Die Gemeinde wird zur Stromproduzentin
12.06.2019 Reichenbach, Kiental, PolitikWasserkraftwerk, Gemeinschaftsgrab und Schulsozialarbeit: Alle Kreditgeschäfte gingen an der Gemeindeversammlung vom Donnerstag ohne Gegenwind durch. Diskussionen gabs nur an vermeintlichen Nebenschauplätzen.
BIANCA HÜSING
Lag es an der Informationspolitik der ...
Wasserkraftwerk, Gemeinschaftsgrab und Schulsozialarbeit: Alle Kreditgeschäfte gingen an der Gemeindeversammlung vom Donnerstag ohne Gegenwind durch. Diskussionen gabs nur an vermeintlichen Nebenschauplätzen.
BIANCA HÜSING
Lag es an der Informationspolitik der Gemeinde oder war es der gute Ruf der Wasserkraft, der das eindeutige Abstimmungsergebnis begünstigte? Mit einer Ausnahme gaben die versammelten Bürger (anwesend waren 110 Stimmberechtigte) dem geplanten Wasserkraftwerk Howald jedenfalls volle Rückendeckung – obwohl das Projekt nicht eben günstig und auch etwas ungewöhnlich ist. Zusammen mit der Brunnengenossenschaft Lehenweide will die Gemeinde eine Aktiengesellschaft gründen und ein Trinkwasserkraftwerk bauen. Dieses soll die Wasserversorgung im Gebiet Lehenweide sicherstellen und nebenbei Strom produzieren. Die zuständigen Ingenieure rechnen mit 500 000 Kilowattstunden pro Jahr. Dafür muss Reichenbach zwar zunächst in die Tasche greifen – mit über einer Million Franken beteiligt sich die Gemeinde am Bau des Kraftwerks. Doch auf lange Sicht könnte durch den Verkauf des Stroms sogar Geld zurückfliessen. Diese «Erfolgrechnung» rief zunächst einige Fragen im Publikum hervor, wurde dann jedoch offenbar akzeptiert. Der Kredit wurde angenommen, der Baubeginn ist noch für dieses Jahr geplant (die Bewilligung liegt bereits vor).

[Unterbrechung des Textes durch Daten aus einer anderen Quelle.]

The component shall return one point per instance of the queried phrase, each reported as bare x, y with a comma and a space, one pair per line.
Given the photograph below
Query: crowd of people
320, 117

Etabliert nach dem Pilotprojekt
Noch schneller ging die Einführung der Schulsozialarbeit über die Bühne: Ohne Rückfragen und mit nur zwei Gegenstimmen bewilligte die Versammlung den jährlichen Verpflichtungskredit von 40 000 Franken. Nachdem bereits das dreijährige Pilotprojekt mit grossem Mehr angenommen worden war, scheint sich die Schulsozialarbeit in Reichenbach nun gänzlich etabliert zu haben – und das trotz der Abstriche, die man wird hinnehmen müssen. Weil die Schulsozialarbeit mit den beschlossenen 160 Stellenprozenten nicht jedes Gebiet in gleicher Weise berücksichtigen kann, wird das Angebot wohl künftig reduziert – wahrscheinlich im Bereich Prävention, wie Gemeinderat Jürg Lüdi wissen liess. «Wir sind aber der Meinung, dass das Angebot unseren Bedürfnissen gerecht wird, zumal es im Bereich Prävention andere Anlaufstellen gibt.»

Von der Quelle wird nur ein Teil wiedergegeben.